Fortunately, however, we don't need to invest that much computation time. The following Figure shows the sum of squares of the residuals for forder=2 (blue line) and forder=4 (red line), for values of fl up 40.
resord2 <- sapply(1:40, FUN= function(x) payoff(x, 2))
resord4 <- sapply(1:40, FUN= function(x) payoff(x, 4))
plot(1:40, resord2, log="y", type="l", col="blue", xlab="dl", ylab="residual sum of squares")
lines(1:40, resord4, col="red")
It is clear that high values of fl lead to high residual sum of sqaures. Therefore we can limit the optimisation search to dl < max.dl. Here I use a max.dl of 40.
resord2 <- sapply(1:40, FUN= function(x) payoff(x, 2))
resord4 <- sapply(1:40, FUN= function(x) payoff(x, 4))
which.min(resord2)
# 3
which.min(resord4)
# 3
If we want to convince ourselves that the residual sum of squares really does increase with fl over a larger range, we can create a quick reality check using a larger range of values for fl incrementing in larger steps:
low_fl <- 10
high_fl <- 100
step_size <- 10
fl <- seq(low_fl, high_fl, by=step_size)
resord2 <- sapply(fl, FUN= function(x) payoff(x, 2))
plot(fl, resord2)
If I understand you correctly, you want to minimize the difference between T2 and your input, T.
First, edit sav.gol so that the last line is return(T2) (I thought this wasn't necessary but it appears to be the case).
The below are not going to give you what I presume you'd like the answers to be, since it will pick a filtering close to 0, but this is an efficient way of finding the minima.
# make your residual function
resid <- function(fl, T, fo){
fl <- round(fl)
T2 <- sav.gol(T, fl, forder = fo, dorder = 0)
sum((T2 - T) ^ 2)
}
# optimize for order 2
results_2 <- optimize(f = resid, interval = c(1, length(df[, 1])),
T = df[, 1], fo = 2)
# optimize for order 4
results_4 <- optimize(f = resid, interval = c(1, length(df[, 1])),
T=df[, 1], fo = 4)
I plotted the values of the residuals for order 2 as fl increases (up to 10k); optimize appears to find the first local minimum and may need some tweaking.

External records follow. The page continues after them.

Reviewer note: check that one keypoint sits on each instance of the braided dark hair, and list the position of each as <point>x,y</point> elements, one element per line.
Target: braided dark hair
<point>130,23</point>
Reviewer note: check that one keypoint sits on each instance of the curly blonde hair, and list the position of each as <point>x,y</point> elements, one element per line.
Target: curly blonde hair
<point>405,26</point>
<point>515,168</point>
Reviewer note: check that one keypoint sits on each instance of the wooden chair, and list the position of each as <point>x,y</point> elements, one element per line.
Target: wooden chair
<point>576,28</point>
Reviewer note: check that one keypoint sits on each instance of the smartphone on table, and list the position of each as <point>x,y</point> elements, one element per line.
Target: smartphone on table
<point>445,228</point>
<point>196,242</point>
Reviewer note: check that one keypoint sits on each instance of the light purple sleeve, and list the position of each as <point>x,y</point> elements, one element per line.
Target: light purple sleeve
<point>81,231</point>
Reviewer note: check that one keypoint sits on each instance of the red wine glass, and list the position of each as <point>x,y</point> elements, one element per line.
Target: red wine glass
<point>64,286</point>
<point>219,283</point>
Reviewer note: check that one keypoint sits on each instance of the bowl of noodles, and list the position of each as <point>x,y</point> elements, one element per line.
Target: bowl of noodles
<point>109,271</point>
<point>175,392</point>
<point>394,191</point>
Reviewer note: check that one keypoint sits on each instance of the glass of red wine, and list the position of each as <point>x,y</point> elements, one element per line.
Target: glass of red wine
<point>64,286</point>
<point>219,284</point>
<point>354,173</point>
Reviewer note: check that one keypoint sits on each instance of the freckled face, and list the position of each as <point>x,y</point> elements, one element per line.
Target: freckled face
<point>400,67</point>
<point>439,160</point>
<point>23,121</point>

I'd recommend that you specify in your answer some lower bound and upper for your level of filtering. Then, you could use optimize with a different interval.
library(ggplot)
resids <- sapply(1:10000, resid, T = df[1:10000, 1], fo = 2)
qplot(seq_along(resids), resids / 10^10,
xlab = 'fl', ylab = 'Residual', geom='line')
By the way, the above sapply works as an alternative to optimize. You can run it on the full dataset,
resids <- sapply(1:length(df[,1], resid, T = df[, 1], fo = 2)
It looks like it will take about 10 hours on my laptop, but once it's done you can plot it as above and choose your filtering level by eye (or do which.min(resids[lb:ub]) where lb and ub are your lower and upper bounds, respectively).